思わずゾッと寒気が走りましたが、「そんなはずはない…」と自分に言い聞かせて仕事を急ぎます。
とにかく早く帰りたい一心でした。

すると、今度は低い読経の声がしました。

どこのデパートにも怪談話の1つや2つあるものだ!と無理に納得しようとするも、怖いものは怖いです。
読経ははっきりと聞こえ、気のせいどころではありません。

私はダンボール箱にやりかけた仕事を押し込むと、バッグを抱えて一気に5階から1階まで駆け下ります。
その途中、5歳くらいの男の子とすれ違いましたが、恐怖に支配されており無視してしまいました。

警備員室まで来て表へ出ると、日常が広がっていました。
酔っぱらったサラリーマンのグループや、肩を寄せ合うカップが歩いていました。
ホッと一息つくと、すれ違った男の子が気になりましたが、まぁ警備の人も来るだろうと思って私は帰宅しました。

翌日、売り場の上司に中途半端で帰宅したことを詫びました。
「1人でいたら線香の香りがして、読経が聞こえてきたんですよぉ…。
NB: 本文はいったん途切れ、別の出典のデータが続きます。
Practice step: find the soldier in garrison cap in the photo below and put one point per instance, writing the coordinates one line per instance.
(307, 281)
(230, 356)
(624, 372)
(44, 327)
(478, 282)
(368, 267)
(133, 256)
」
と恐怖体験を話すと、その上司は
「あれ、通達知らなかった?ごめんごめん。それね、倉庫に男の子の幽霊が出るって噂があったもんで、一応供養したからだわ。
9時過ぎだろ?みんな1階に集まっていたんだよ。」

何と私が知らないだけで皆残っており、本当に線香と読経をあげていたのです。
皆が集合していた事に気付かないほどテンパッていたんだな、と思うと同時に、私がすれ違った男の子がひょっとして幽霊だったのかもしれないと考えると、鳥肌がたちました。